Wie jedes Jahr hat unsere Jury es auch 2021 wieder getan: Röstereien gesichtet, Sortimente durchstöbert, Kaffees bestellt, gebrüht, verkostet und bewertet. Besondere Aufmerksamkeit legt unser Expertenkomitee dabei auf die jeweiligen Bezugsquellen des Rohkaffees, Nachhaltigkeitsaspekte,
Umfang und Qualität des Sortiments, Kundenservice und Liefergeschwindigkeit.

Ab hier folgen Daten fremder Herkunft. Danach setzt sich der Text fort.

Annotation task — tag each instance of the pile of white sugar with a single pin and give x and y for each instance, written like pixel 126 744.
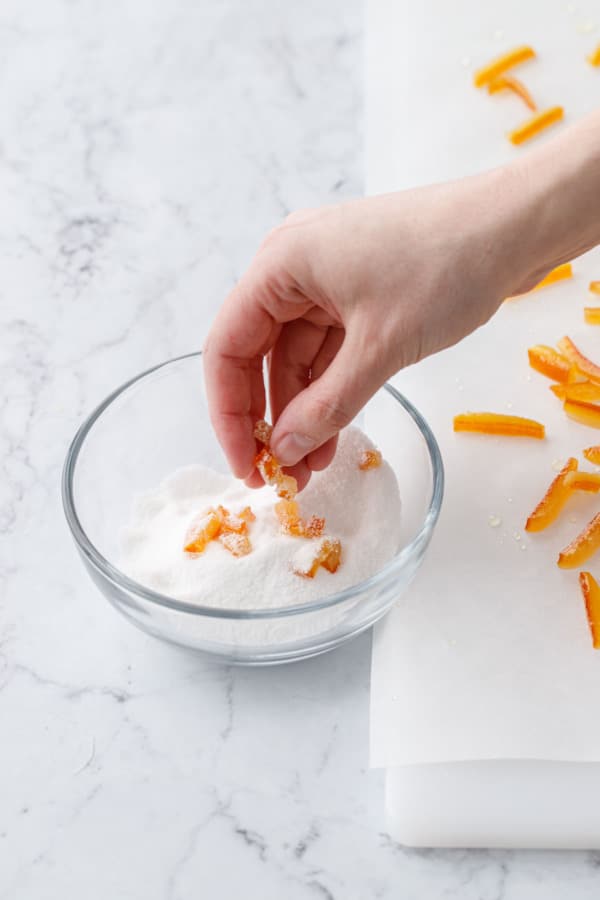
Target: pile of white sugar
pixel 361 508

Nun ist es an der Zeit, den neuen Röster des Jahres zu zelebrieren: Unser 2020er Champion Supremo wird abgelöst von Hoppenworth & Ploch aus Frankfurt am Main.

Progress trotz Pandemie
Statt zu separieren und zu spalten hat die Corona-Krise das ohnehin schon stimmige Team intern noch enger zusammengeschweißt: „Als im ersten Lockdown Kurzarbeit anstand, haben Matthias und Julian sich bemüht, die Bedürfnisse der einzelnen Mitarbeiter auszuloten und geschaut, ob jemand unbedingt darauf angewiesen ist weiterzuarbeiten oder gerade vielleicht darauf verzichten kann.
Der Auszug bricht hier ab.